Some of the key considerations are:
- Security for digital payment technology
- Power outages that affect access to contactless payments
- Cyber attacks and fraud
- Costs in accepting cards and contactless payments (which are more expensive for businesses)
- Costs to consumers in the form of surcharges
- The accessibility of online banking and the potential marginalisation of people who find it challenging
- The impact it could have on charities, donations, and “gold coin” events
A fundamental issue is whether a cashless society would impact people’s ability to access their money when they need it.
When the Keeping Cash Transactions in Australia Bill 2024 was introduced, MP Bob Katter gave this worst-case example:
“Imagine a scenario where you cannot buy a loaf of bread without the bank’s permission. This is not a dystopian fantasy; it is a very real possibility if we allow cash to disappear,” he says.

How close are we to cashless?
Technically, the amount of payments made with cash means we’re more cashless than not in Australia. But RBA data shows around 7 per cent of people still make all or most payments with cash.
Realistically, there are challenges around digital infrastructure and accessibility to consider before cash can ever be phased out.
“Not everyone has access to digital banking – [older] citizens, those in remote areas, and individuals without the means or skills to navigate digital platforms rely heavily on cash,” Katter says.
“Removing cash from the equation marginalises these groups and exacerbates social inequality.”

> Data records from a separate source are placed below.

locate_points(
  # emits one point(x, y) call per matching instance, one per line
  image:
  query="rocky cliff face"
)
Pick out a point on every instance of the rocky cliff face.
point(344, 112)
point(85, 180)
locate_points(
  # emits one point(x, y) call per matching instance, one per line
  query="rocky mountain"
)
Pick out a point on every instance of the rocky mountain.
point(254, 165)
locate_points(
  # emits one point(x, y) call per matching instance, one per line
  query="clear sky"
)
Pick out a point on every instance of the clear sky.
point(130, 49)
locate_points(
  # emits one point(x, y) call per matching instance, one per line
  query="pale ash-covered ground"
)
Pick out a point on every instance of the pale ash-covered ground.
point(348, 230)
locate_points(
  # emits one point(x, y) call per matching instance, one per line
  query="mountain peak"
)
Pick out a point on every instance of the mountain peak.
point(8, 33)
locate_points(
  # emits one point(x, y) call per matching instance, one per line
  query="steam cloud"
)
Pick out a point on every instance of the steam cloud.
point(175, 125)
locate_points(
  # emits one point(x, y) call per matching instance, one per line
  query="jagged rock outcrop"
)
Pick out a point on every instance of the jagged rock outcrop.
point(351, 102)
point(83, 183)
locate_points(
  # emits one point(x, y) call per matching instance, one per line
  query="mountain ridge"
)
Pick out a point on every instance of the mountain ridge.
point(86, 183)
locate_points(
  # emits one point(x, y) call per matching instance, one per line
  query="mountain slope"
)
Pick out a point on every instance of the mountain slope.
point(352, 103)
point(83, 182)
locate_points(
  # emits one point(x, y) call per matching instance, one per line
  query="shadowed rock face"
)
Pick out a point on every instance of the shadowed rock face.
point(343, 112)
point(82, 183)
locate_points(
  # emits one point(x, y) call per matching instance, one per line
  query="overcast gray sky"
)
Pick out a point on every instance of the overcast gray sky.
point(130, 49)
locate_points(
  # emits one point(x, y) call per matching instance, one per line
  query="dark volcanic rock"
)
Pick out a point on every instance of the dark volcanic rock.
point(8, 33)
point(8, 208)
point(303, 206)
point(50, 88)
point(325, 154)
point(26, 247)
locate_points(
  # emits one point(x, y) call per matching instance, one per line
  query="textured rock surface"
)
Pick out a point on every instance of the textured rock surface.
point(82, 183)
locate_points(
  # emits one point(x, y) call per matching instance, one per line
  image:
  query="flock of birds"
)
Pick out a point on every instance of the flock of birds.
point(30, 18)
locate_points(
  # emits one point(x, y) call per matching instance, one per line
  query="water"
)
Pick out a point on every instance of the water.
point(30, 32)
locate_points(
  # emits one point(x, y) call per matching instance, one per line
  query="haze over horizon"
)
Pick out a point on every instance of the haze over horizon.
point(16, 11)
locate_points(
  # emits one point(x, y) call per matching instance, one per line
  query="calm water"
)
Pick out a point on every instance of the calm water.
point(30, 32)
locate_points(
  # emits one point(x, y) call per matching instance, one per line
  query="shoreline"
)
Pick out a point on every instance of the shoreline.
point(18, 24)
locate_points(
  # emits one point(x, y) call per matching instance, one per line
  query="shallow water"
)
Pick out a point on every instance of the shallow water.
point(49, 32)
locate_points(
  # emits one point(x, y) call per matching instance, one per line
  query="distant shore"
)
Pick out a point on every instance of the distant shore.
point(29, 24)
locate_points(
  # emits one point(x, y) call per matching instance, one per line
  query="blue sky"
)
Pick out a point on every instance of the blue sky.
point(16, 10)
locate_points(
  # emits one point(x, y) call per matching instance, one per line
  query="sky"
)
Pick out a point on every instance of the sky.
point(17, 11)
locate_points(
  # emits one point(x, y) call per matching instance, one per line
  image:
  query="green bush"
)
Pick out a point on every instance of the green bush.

This is echoed by Sweden’s Riksbank.
“Developments suggest that we should focus more than previously on the challenges posed by digitalisation,” it states in a 2024 Payments Report.
Meanwhile, the Institute of Economic Affairs in the UK has noted: “Banning cash would risk alienating and isolating those people who still chose to use it.”
“It would also outlaw a crucial competitive pressure on banks to innovate simpler, safer cashless products. Banks still have work to do to convince many to drop cash, so let them do it.”
So, although cash may not rule payments any more, it doesn’t seem to be going anywhere fast.